| TITLE : BARGAINING ACROSS BORDERS: HOW TO NEGOTIATE BUSINESS SUCCESSFULLY ANYWHERE IN THE WORLD |
Preface
This book is meant to serve as a guide on your journeys. Inevitably, the most beneficial journeys are the ones that occur within yourself. This book practically insists that to reach out we must first reach within. Therefore, this book is meant to help you to begin looking inward. The first step to looking outward when negotiating with those across the table is understanding oneself.
In this sense, the book has a behavioral bias. Throughout the book, wherever possible, we have tried to present academic or theoretical information in a manner that relates to practical business issues. The purpose of making the information as practical as possible is to enable you to behave more effectively. Therefore, you will have ample opportunity to analyze, compare, and generally test yourself, your own tendencies, and your own ways of negotiating and doing business against other ways of Americans and non-Americans alike. This will help you to identify your own style and your options and to make intelligent and effective choices. We hope that by the end of the book you will have increased your behavioral options, thus enabling you to be well-armed when walking into a negotiation with people who do business differently.
While the word bargaining appears in the title, we want to quickly state that bargaining is not being used as a substitute for negotiating. In fact, bargaining is just one aspect of the larger process of negotiating. However, for many Americans negotiation and bargaining are the same. Hopefully, by highlighting this conflation right up front we are already beginning an intelligent discussion of just one of the many for midable differences of perception that can arise between cultures when they sit down to negotiate-or bargain-with each other. This book is not meant to be just one more guidebook to bargaining, to negotiation, or to international business. Rather we would hope that many of the topics discussed in this book could be used as guides to better communication cross-culturally, between yourself and your "foreign" associates. In this sense, as negotiation is but one aspect of the larger issue of international business communication, we could have just as easily called the book Business Across Borders.

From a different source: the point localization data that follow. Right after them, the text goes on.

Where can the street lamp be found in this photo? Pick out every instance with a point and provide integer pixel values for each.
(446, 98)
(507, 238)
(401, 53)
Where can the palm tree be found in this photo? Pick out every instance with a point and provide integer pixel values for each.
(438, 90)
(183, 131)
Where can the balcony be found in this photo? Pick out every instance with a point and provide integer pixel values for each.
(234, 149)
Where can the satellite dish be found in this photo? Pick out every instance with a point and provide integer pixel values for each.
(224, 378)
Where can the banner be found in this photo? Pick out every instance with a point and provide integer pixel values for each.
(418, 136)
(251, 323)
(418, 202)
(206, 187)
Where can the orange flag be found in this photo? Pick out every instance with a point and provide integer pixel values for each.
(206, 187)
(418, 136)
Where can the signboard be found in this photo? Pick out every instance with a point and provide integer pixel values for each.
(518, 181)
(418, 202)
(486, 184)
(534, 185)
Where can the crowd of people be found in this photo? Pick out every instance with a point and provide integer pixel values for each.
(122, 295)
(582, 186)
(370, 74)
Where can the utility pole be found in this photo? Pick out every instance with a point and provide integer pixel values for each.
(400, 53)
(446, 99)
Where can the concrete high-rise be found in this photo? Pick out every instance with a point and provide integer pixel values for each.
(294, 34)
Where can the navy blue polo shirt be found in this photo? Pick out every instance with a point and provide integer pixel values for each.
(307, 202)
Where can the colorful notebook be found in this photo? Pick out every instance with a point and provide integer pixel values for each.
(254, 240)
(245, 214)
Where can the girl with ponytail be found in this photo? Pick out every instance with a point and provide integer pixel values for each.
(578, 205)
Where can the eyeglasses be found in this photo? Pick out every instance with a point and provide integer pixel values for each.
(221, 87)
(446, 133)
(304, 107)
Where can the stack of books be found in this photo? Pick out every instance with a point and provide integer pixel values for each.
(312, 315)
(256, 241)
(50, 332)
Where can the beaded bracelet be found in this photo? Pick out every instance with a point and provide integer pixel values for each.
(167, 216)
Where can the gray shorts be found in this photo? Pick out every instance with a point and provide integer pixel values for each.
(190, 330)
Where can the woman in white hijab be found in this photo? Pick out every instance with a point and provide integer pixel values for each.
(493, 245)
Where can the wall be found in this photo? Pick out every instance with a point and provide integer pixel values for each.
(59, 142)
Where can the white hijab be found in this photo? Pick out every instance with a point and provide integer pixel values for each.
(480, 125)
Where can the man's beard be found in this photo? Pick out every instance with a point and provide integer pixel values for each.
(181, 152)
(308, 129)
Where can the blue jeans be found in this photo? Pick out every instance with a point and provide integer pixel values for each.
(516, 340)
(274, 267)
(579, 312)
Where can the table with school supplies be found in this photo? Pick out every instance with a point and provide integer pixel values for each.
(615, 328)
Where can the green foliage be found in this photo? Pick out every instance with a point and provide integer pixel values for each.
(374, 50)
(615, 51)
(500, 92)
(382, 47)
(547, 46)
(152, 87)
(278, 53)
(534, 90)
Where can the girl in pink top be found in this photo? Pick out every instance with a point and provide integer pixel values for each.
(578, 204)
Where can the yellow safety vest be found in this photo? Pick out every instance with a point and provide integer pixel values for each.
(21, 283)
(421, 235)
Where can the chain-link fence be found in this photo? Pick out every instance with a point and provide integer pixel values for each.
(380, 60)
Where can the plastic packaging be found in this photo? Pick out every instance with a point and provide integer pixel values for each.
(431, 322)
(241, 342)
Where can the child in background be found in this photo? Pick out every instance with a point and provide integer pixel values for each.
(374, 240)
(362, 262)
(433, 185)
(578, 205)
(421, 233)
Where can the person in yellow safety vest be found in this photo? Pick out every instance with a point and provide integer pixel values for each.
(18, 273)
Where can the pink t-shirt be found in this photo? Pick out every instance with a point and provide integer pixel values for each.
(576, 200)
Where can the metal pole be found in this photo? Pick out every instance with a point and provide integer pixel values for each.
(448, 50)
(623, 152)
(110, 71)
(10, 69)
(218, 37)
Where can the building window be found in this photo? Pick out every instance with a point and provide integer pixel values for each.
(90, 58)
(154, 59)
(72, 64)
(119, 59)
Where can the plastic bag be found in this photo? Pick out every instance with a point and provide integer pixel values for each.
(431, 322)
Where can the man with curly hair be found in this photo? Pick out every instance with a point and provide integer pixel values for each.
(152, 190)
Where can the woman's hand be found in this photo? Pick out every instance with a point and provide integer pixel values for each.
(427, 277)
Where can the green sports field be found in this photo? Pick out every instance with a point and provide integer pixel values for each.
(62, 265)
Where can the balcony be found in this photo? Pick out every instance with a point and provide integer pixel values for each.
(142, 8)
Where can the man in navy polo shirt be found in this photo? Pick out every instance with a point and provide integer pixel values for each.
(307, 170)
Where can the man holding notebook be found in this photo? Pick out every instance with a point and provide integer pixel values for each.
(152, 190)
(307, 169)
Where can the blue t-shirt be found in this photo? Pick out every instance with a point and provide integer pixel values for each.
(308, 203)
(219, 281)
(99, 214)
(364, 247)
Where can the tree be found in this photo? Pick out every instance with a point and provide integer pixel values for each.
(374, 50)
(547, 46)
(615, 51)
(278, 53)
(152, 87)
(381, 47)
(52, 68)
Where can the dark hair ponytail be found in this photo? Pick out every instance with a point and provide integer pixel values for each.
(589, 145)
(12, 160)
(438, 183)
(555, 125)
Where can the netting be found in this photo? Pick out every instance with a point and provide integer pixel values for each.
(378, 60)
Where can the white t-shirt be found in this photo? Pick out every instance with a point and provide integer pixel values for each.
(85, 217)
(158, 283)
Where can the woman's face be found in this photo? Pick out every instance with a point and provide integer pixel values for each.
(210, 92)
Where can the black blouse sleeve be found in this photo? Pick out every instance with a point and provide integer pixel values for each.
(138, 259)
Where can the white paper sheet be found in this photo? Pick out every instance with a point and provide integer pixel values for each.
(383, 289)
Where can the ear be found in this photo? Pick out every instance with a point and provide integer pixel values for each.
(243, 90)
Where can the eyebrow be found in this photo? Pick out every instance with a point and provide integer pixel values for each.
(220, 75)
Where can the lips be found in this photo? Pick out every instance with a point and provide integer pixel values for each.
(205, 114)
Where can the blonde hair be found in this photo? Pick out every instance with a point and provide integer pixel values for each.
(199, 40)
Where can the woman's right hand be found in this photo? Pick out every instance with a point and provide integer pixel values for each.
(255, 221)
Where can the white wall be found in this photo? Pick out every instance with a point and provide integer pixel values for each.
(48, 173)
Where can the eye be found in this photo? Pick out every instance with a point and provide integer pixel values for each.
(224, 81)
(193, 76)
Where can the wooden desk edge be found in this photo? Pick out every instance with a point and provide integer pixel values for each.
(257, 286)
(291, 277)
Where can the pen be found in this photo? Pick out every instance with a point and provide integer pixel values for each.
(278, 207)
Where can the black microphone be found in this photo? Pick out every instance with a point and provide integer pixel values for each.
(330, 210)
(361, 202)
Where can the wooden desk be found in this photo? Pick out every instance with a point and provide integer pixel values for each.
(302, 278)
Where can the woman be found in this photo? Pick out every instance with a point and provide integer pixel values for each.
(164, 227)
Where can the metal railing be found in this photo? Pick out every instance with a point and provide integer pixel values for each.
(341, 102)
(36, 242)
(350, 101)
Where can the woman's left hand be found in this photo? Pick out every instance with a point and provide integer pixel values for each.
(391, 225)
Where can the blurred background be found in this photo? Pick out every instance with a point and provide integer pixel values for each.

In trying to make the book practical, we have used as many "critical incidents" or "snapshots" of business and social scenarios as possible to highlight cross-cultural communication and negotiation problems. In turn, our hope is to allow you the opportunity to analyze and to develop the necessary perceptual skills to "read" international business situations. In light of this goal, many of the international snapshots we have used have, by necessity, been altered, simplified, or modified in some way to draw attention to (or in some cases, to mask) the specific issues being discussed. For this reason, these scenarios may appear skewed or may carry an air of simplified unreality. Certainly, no retelling of these kinds of events can carry with it all the complexities of human interaction and communication and, fortunately, our goal here is to eliminate much of these elements that are external to the issues being examined. We hope you will grant us the license to make these modifications. They exist solely to assist you in your goals of achieving better communication and negotiating skills.
We have put much effort into limiting the prescriptive nature of the book since one of its premises is that prescribing appropriate and effective behavior regarding international business communications is not the preferred method for developing success. We would rather that this book helps you to build on the methods, styles, and successes you already have. Most of us have had a good deal of experience negotiating in life with our work associates, spouses, friends, family, children, and so forth. We have, no doubt, already developed particular styles of our own, certain notions of proceding, and ways in which we are more comfortable in handling these situations. The purpose of the book is not to invalidate these conclusions, built up so carefully through the rough and tumble of real-life trial and error. We hope instead that you can build on what you already bring to the table, recognize some things about what you already do, and make some reasonably intelligent decisions about it. In addition, we hope to help you discover possible options that you may not have realized you had or employ options in ways that you had not previously recognized. In short, we hope this book puts more on your quite possibly already large plate.
The book is divided into three parts, paralleling, we hope, the journey that we need to make when attempting to do business with people from other cultures. First, we need to be aware that differences, primarily cultural, affect our ability to do business with each other, and in Part 1, we discuss this issue of business and culture. Then, to understand "them," we need to first understand ourselves. Part 2 is devoted to looking at some very key "American" behavioral traits and comparing their effects in business with the behavior, attitudes, and underlying values of other important cultures. Part 3 takes a much closer look at negotiation per se and attempts to apply the information from the previous chapters specifically to the processes of international negotiation.
By the end of the book, you will have increased your cross-cultural business and negotiation options. We hope you will also have increased your appreciation for the diversity of possibilities of human behavior that exist when we venture forth out into new cultures-and the expanded difficulties, yes-but also the expanded opportunities that such diversity provides when we begin to do business with each other.